This struct breaks an interface

I didn’t know how to word the title. But this object makes Juno throw errors.

For context. I have some objects which are located all over the place (memory-wise). I want to query them and pass them to Optim. But before that I want to place the query results in vectors in order to obtain better memory locality, as Optim will be accessing the results over and over, probably sequentially. I don’t know the size of the results (I know an upper bound at startup) and I also don’t want to allocate these vectors every time I query these objects. So I created a struct called MaterializedStuff which on creation allocates these vectors with a size larger than the known bound, and define a materialize!(ms::MaterializedStuff, stuff) function which collects the query results, writes them to vectors, and stores the vector size. Then I never access the vectors directly, I only access views. This is ok, because Optim will only be reading. Here’s my implementation:

mutable struct MaterializedStuff
    l::Int
    arr::Vector{Float64}
    MaterializedStuff(n::Int) = new(n, Vector{Float64}(undef, l))
end
Base.length(ms::MaterializedStuff) = getfield(ms, :l)
Base.getproperty(ms::MaterializedStuff, f::Symbol) = view(getfield(ms, f), 1:length(ms))
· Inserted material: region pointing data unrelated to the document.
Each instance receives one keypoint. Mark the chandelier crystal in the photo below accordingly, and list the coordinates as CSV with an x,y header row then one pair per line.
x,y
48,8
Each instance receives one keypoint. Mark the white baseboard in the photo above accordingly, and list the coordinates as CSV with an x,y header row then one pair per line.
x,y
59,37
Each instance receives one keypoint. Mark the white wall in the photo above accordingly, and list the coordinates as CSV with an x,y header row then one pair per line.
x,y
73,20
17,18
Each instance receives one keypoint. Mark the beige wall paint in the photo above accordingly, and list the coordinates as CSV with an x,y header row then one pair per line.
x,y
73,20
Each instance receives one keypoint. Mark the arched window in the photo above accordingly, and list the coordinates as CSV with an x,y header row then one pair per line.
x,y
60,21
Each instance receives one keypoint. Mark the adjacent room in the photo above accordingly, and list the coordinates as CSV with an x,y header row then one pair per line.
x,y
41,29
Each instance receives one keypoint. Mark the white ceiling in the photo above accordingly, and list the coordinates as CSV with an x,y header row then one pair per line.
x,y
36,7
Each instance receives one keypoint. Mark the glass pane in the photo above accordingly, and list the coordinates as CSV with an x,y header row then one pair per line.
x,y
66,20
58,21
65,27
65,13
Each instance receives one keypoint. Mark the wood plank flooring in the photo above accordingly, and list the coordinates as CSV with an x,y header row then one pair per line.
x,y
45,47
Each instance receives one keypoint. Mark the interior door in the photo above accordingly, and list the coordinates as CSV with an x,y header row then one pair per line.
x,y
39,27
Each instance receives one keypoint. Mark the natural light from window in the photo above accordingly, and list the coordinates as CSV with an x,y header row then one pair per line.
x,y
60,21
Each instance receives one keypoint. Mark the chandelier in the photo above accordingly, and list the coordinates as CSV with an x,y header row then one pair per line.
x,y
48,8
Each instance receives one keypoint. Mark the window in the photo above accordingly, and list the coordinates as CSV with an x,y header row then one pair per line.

and the materialize! function is schematically

function materialize!(ms::MaterializedStuff, stuff)
    counter = 1
    for i in stuff
       if condition 
           write to ms.arr
           counter += 1
       end
       ms.l = counter
    end
end

The two important points are that A) materialize! sets ms.l which is only known at runtime (not to be confused with MaterializedStuff(n::Int), which is the upper bound known at startup time), and B) getproperty returns a view with a size equal to ms.l

I like this because as a user I can type ms.arr and be sure that it will have a variable size and won’t cause any allocations.

In Juno, this code:

ms = MaterializedStuff(100)
ms.

The moment I type the last dot . I get a Juno error:

Julia Client – Internal Error

MethodError: no method matching view(::Int64, ::UnitRange{Int64})
Closest candidates are:
  view(!Matched::AbstractUnitRange, ::AbstractUnitRange{var"#s91"} where var"#s91"<:Integer) at subarray.jl:167
  view(!Matched::StepRange, ::AbstractRange{var"#s91"} where var"#s91"<:Integer) at subarray.jl:175
  view(!Matched::StepRangeLen, ::OrdinalRange{var"#s91",S} where S where var"#s91"<:Integer) at subarray.jl:179
  ...
getproperty(::MaterializedStuff, ::Symbol) at replayer.jl:143
completionreturntype(::FuzzyCompletions.PropertyCompletion) at completions.jl:269
completion(::Module, ::FuzzyCompletions.PropertyCompletion, ::String) at completions.jl:179
_broadcast_getindex_evalf at broadcast.jl:648 [inlined]
_broadcast_getindex at broadcast.jl:621 [inlined]
getindex at broadcast.jl:575 [inlined]
macro expansion at broadcast.jl:932 [inlined]
macro expansion at simdloop.jl:77 [inlined]
copyto! at broadcast.jl:931 [inlined]
copyto! at broadcast.jl:886 [inlined]
copy at broadcast.jl:862 [inlined]
materialize at broadcast.jl:837 [inlined]
fuzzycompletionadapter(::String, ::String, ::String, ::Int64, ::Int64, ::Bool) at completions.jl:158
(::Atom.var"#275#276")(::Dict{String,Any}) at completions.jl:54
handlemsg(::Dict{String,Any}, ::Dict{String,Any}) at comm.jl:169
(::Atom.var"#31#33"{Array{Any,1}})() at task.jl:356

As a user I never access ms.l, but I guess Juno struct inspection call getproperty(ms, l) which acts with a view on an int.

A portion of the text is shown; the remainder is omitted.